In our study, we observed that the larynx was the most affected site during the active phase, and the second site of anatomical sequelae of the disease. The scar lesions on the larynx caused by Paracoccidioides brasiliensis are described as extensive and causing functional restrictions in most cases.11 The vocal folds’ mucous membranes, when affected by the infection, become more rigid, which alters its function and may create an asymmetry in the vibration of the vocal folds.18

In the GRBASI scale analysis, the most observed voice disorder was roughness in a moderate degree, consistent with the most affected anatomic site, the vocal folds. Roughness was also the most observed disorder on the study by Weber et al.24 who analyzed the voice quality of 15 patients with residual laryngeal PCM. This modification in the glottal source can lead to vibratory irregularities and reduction of the abduction capacity of the vocal folds, in addition to the reduction of glottal resistance, justifying the dysphonia.3 Concerning the acoustic analysis, the parameter that showed the highest alteration was shimmer, pointing out a disturbance in the mucosal wave amplitude, substantiating the hoarseness, differing from the study by Weber et al.24 which identified jitter as the mostly altered vocal parameter.

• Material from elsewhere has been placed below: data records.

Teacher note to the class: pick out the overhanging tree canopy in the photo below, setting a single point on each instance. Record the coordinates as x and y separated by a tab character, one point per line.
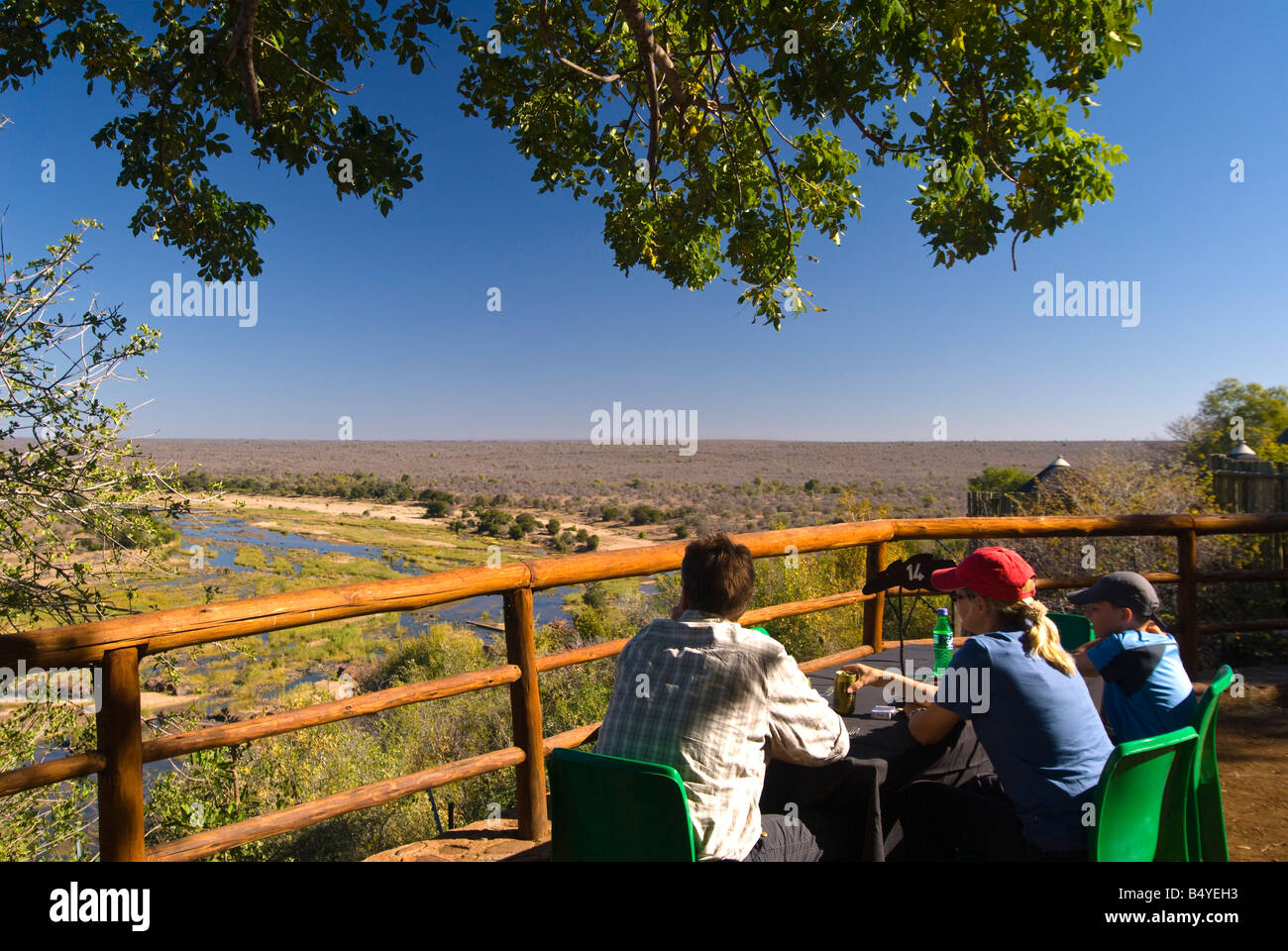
711	137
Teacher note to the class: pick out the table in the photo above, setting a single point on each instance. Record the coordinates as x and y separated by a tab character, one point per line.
884	758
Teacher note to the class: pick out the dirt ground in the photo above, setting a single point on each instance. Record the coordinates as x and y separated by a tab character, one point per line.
1252	757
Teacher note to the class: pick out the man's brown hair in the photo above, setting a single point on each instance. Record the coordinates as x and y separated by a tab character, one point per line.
717	577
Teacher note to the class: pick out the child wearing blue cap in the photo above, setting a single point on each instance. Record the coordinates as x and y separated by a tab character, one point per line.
1146	688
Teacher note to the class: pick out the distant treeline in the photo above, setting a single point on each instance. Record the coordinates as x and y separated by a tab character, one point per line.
356	484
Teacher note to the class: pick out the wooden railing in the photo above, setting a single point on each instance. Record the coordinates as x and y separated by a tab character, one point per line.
116	646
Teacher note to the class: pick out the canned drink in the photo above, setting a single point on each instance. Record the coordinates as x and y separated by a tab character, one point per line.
842	701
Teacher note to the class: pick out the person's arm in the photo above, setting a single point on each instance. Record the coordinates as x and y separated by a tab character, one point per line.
803	728
1098	654
914	690
1083	663
927	722
930	723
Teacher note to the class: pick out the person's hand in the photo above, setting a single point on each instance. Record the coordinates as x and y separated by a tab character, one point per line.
866	676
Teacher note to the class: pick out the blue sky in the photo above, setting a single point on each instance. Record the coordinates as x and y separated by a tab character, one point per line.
384	320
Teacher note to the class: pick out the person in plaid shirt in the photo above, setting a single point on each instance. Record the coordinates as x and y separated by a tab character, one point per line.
715	701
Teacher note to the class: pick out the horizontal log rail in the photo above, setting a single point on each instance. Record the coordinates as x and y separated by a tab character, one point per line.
163	630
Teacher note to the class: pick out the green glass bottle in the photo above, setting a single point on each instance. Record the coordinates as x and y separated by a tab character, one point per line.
943	642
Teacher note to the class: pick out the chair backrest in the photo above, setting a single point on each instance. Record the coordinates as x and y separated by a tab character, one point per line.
1140	804
613	809
1206	813
1074	629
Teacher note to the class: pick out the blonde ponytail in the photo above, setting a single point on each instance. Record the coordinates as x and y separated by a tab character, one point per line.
1043	637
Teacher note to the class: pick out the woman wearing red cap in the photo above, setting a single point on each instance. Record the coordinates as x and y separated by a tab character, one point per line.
1030	711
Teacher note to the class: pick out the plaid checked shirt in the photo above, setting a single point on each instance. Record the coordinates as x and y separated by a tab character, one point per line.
715	699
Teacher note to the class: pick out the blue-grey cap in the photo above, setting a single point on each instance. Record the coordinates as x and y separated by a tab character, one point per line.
1121	589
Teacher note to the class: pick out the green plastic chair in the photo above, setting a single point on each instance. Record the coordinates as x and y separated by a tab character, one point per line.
1140	803
1074	629
613	809
1205	810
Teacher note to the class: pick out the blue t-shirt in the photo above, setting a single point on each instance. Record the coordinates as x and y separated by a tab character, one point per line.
1038	727
1146	688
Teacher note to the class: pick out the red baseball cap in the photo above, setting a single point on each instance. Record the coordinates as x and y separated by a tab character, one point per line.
996	573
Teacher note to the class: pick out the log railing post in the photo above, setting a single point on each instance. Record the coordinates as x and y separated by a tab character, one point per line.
1188	600
120	739
874	611
520	650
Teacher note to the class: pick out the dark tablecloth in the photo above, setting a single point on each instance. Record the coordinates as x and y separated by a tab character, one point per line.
884	758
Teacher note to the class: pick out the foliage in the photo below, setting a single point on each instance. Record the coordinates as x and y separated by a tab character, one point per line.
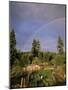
35	48
58	60
60	45
12	47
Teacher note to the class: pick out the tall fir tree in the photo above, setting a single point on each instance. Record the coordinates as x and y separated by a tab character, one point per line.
35	47
60	45
12	47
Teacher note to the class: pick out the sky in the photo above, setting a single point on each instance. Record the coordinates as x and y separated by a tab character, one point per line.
44	22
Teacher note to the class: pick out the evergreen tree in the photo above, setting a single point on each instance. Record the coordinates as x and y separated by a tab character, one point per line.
60	46
12	47
35	47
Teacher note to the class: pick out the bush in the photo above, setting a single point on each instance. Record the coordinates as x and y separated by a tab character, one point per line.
58	60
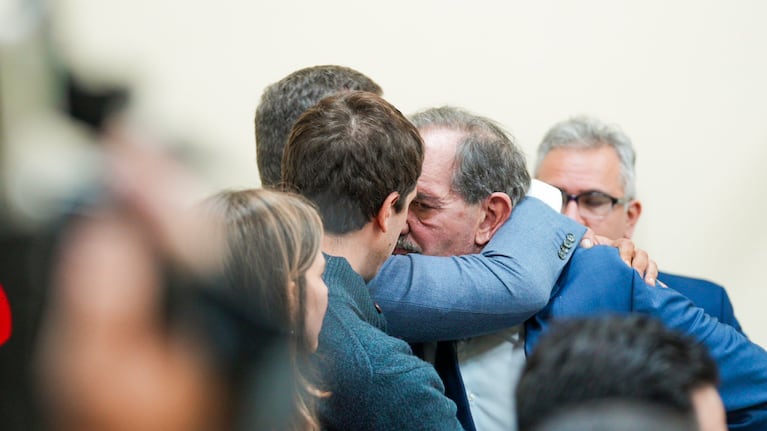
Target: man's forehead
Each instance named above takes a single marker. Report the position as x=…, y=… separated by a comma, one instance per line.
x=577, y=170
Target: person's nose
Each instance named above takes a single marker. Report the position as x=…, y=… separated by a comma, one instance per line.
x=406, y=228
x=571, y=210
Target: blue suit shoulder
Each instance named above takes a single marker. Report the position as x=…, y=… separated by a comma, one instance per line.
x=705, y=294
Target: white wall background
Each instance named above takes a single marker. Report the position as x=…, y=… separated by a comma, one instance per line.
x=686, y=79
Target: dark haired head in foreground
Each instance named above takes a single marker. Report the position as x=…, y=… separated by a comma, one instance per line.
x=632, y=358
x=285, y=100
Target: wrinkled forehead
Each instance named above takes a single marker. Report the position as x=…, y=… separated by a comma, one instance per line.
x=439, y=155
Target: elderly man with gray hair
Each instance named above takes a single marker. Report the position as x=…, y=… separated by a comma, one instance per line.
x=592, y=163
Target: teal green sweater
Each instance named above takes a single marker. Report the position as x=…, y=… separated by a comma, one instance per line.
x=376, y=383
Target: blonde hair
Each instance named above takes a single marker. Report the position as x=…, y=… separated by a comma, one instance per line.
x=272, y=238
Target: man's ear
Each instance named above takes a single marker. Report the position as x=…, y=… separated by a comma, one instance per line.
x=386, y=211
x=496, y=209
x=632, y=217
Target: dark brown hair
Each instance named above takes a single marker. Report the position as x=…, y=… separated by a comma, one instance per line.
x=347, y=154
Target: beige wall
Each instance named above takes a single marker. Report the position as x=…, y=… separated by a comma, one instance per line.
x=685, y=79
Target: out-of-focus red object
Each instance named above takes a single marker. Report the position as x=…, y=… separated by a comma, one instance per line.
x=5, y=317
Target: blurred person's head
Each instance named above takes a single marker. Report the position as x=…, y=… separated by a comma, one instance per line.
x=273, y=264
x=284, y=101
x=592, y=164
x=141, y=332
x=633, y=358
x=473, y=174
x=358, y=159
x=617, y=415
x=273, y=260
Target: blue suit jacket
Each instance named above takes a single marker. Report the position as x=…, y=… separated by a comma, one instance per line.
x=707, y=295
x=596, y=281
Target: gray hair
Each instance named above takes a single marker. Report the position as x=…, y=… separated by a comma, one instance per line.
x=487, y=159
x=587, y=132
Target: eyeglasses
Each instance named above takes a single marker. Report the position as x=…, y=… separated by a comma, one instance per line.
x=592, y=204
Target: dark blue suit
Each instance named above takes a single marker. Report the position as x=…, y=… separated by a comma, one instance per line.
x=707, y=295
x=596, y=281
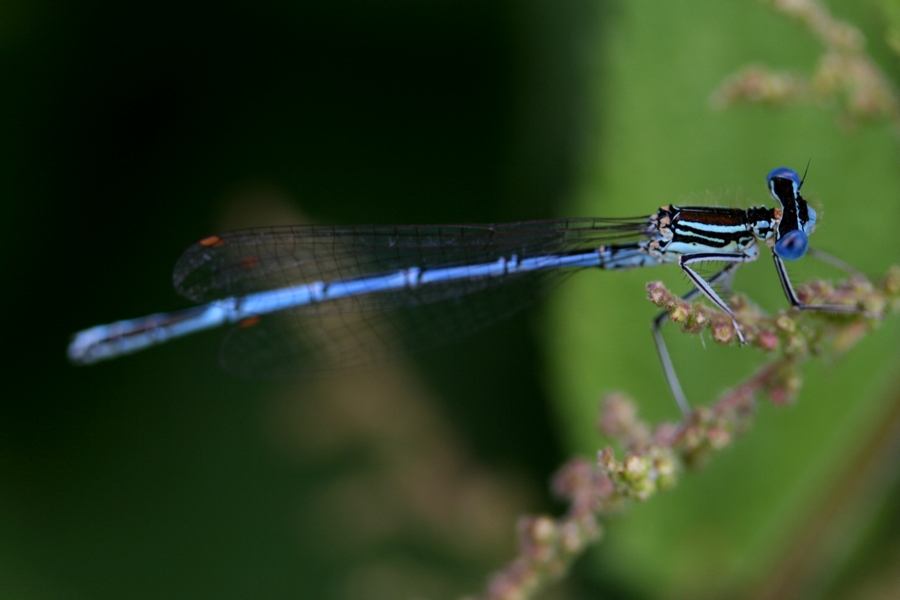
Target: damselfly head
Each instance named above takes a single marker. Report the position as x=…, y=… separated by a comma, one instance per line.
x=798, y=219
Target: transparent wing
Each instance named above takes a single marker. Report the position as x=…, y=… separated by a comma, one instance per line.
x=374, y=327
x=246, y=261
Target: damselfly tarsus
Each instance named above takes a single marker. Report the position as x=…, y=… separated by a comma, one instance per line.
x=313, y=297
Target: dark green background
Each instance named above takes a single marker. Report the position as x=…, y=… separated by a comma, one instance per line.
x=132, y=129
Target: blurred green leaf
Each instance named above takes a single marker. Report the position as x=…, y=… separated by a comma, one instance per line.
x=662, y=143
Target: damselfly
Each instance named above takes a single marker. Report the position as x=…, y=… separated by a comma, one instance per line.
x=312, y=297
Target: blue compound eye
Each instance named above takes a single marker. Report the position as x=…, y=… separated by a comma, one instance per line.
x=792, y=246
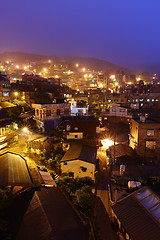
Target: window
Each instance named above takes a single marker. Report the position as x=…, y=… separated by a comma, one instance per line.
x=48, y=113
x=68, y=128
x=150, y=132
x=83, y=169
x=58, y=111
x=66, y=111
x=71, y=174
x=151, y=144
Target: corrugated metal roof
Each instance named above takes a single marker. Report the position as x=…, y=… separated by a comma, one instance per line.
x=82, y=152
x=137, y=220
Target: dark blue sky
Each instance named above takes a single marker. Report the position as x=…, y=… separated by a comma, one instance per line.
x=124, y=32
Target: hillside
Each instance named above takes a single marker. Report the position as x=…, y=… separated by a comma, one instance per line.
x=92, y=63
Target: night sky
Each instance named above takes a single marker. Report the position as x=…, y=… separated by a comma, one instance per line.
x=125, y=32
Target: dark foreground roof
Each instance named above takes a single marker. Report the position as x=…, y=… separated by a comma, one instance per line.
x=139, y=214
x=14, y=171
x=50, y=217
x=82, y=152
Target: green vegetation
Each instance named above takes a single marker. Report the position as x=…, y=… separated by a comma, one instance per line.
x=6, y=199
x=80, y=193
x=52, y=156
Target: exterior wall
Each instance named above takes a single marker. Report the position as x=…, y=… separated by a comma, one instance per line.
x=45, y=112
x=119, y=111
x=88, y=127
x=75, y=167
x=75, y=135
x=75, y=109
x=145, y=139
x=47, y=115
x=133, y=138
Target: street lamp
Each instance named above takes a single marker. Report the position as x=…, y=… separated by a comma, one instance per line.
x=25, y=130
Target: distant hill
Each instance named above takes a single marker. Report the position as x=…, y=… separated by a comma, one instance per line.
x=92, y=63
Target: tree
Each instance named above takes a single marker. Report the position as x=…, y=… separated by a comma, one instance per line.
x=83, y=198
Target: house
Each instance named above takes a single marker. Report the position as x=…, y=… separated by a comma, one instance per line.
x=16, y=172
x=145, y=138
x=77, y=127
x=79, y=161
x=117, y=113
x=121, y=154
x=48, y=116
x=137, y=215
x=78, y=107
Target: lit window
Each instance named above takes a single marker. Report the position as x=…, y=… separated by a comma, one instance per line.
x=151, y=144
x=150, y=132
x=68, y=128
x=83, y=169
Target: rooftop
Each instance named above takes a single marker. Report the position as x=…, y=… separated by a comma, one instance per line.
x=139, y=214
x=82, y=152
x=14, y=170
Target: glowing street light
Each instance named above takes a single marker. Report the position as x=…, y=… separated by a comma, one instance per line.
x=107, y=143
x=25, y=130
x=112, y=77
x=101, y=85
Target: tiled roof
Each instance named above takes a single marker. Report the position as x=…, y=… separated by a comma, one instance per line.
x=82, y=152
x=139, y=214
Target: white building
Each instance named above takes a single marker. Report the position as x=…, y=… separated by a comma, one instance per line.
x=117, y=110
x=79, y=162
x=47, y=116
x=78, y=108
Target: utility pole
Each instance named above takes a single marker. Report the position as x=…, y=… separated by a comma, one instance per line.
x=114, y=148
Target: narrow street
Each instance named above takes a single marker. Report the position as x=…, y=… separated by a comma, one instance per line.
x=102, y=205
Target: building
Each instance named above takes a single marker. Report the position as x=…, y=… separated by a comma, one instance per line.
x=48, y=116
x=117, y=113
x=78, y=108
x=145, y=138
x=85, y=125
x=16, y=172
x=79, y=162
x=137, y=215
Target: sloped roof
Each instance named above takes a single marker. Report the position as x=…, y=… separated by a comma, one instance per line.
x=14, y=171
x=6, y=105
x=139, y=214
x=50, y=217
x=121, y=150
x=80, y=152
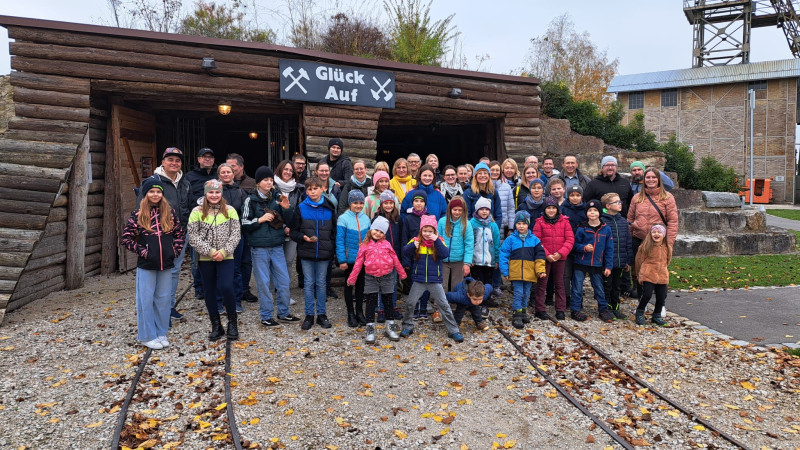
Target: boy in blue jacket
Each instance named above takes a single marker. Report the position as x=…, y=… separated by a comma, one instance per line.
x=594, y=254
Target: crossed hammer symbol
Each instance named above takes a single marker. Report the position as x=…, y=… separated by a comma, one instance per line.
x=288, y=73
x=382, y=89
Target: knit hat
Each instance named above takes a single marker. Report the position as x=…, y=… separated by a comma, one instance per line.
x=638, y=164
x=212, y=185
x=150, y=183
x=355, y=196
x=483, y=202
x=575, y=188
x=264, y=172
x=608, y=159
x=522, y=216
x=379, y=175
x=336, y=141
x=386, y=196
x=380, y=223
x=173, y=151
x=427, y=221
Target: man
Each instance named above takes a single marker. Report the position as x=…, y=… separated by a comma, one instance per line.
x=637, y=178
x=341, y=167
x=608, y=180
x=571, y=174
x=239, y=177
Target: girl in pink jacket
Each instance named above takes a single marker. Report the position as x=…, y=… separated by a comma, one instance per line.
x=379, y=260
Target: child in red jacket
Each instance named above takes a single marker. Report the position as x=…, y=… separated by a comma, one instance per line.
x=555, y=232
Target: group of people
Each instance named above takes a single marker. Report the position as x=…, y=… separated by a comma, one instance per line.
x=454, y=234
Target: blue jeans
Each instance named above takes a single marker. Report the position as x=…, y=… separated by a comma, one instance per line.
x=576, y=301
x=522, y=292
x=315, y=274
x=152, y=303
x=269, y=261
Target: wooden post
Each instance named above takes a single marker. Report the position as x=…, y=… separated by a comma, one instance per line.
x=76, y=216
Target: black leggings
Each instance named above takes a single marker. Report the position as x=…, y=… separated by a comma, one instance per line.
x=647, y=292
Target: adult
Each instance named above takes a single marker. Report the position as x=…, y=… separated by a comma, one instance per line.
x=571, y=174
x=242, y=180
x=482, y=186
x=608, y=180
x=402, y=182
x=637, y=178
x=359, y=181
x=341, y=167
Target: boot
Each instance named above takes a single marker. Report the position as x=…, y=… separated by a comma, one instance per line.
x=216, y=328
x=233, y=327
x=390, y=331
x=370, y=336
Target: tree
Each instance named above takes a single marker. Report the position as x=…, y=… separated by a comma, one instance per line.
x=563, y=55
x=415, y=37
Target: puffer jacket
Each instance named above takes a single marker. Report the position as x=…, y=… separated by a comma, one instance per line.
x=522, y=259
x=556, y=237
x=314, y=219
x=642, y=216
x=263, y=234
x=156, y=249
x=602, y=255
x=461, y=243
x=487, y=243
x=377, y=258
x=621, y=239
x=426, y=269
x=351, y=229
x=215, y=232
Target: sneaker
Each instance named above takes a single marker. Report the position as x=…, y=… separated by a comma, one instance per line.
x=580, y=316
x=155, y=344
x=457, y=336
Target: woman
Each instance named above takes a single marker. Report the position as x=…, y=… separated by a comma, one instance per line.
x=214, y=232
x=482, y=186
x=402, y=182
x=450, y=186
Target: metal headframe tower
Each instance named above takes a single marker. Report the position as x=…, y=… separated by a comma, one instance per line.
x=722, y=28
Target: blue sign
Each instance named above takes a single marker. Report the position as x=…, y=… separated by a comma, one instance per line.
x=310, y=81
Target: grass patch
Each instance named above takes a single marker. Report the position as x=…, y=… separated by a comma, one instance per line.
x=793, y=214
x=732, y=272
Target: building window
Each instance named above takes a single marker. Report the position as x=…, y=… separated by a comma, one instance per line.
x=636, y=100
x=669, y=97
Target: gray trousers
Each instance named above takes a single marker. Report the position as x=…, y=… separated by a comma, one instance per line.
x=437, y=294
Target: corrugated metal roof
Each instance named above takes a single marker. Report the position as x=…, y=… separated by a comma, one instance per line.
x=765, y=70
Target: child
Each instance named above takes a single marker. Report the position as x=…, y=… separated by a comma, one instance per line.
x=264, y=214
x=214, y=232
x=594, y=254
x=522, y=262
x=621, y=240
x=427, y=251
x=468, y=296
x=652, y=259
x=313, y=227
x=557, y=239
x=380, y=261
x=351, y=228
x=153, y=232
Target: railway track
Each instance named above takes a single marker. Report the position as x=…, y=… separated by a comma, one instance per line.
x=627, y=408
x=140, y=427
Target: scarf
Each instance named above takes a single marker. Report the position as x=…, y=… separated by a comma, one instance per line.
x=285, y=186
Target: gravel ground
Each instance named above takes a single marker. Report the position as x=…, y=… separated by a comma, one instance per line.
x=68, y=360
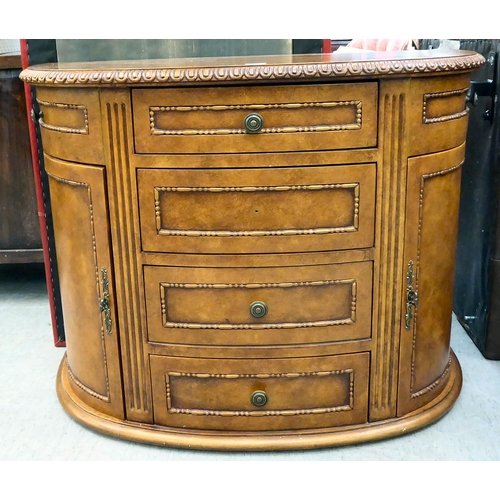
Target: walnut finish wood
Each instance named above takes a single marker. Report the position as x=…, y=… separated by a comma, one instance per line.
x=309, y=117
x=78, y=197
x=272, y=210
x=71, y=124
x=305, y=305
x=334, y=234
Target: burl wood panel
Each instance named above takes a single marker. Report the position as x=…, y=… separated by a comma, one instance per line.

The permanence of dysphonia in 52.4% and the voice quality alteration in all of the patients treated for PCM suggest that these alterations may start during the active phase of the disease and continue due to the scarring process of the lesions or to functional adjustment mechanisms developed during the voice limitation phase.12 Therefore, the great frequency of this alteration in residual PCM suggests that the patients in such phase could benefit from a multidisciplinary treatment, offering them integral monitoring of the disease, including speech rehabilitation after the PCM is healed.

Conflict of interest

The authors declare no conflict of interest.

Acknowledgements

This work was partially funded by Carlos Chagas Filho Foundation for Research Support of Rio de Janeiro State (FAPERJ) (E-26/102.183/2013), Brazil. CMVR is the recipient of fellowships from FAPERJ. The funders had no role in the study design, data collection and analysis, decision to publish, or preparing the manuscript.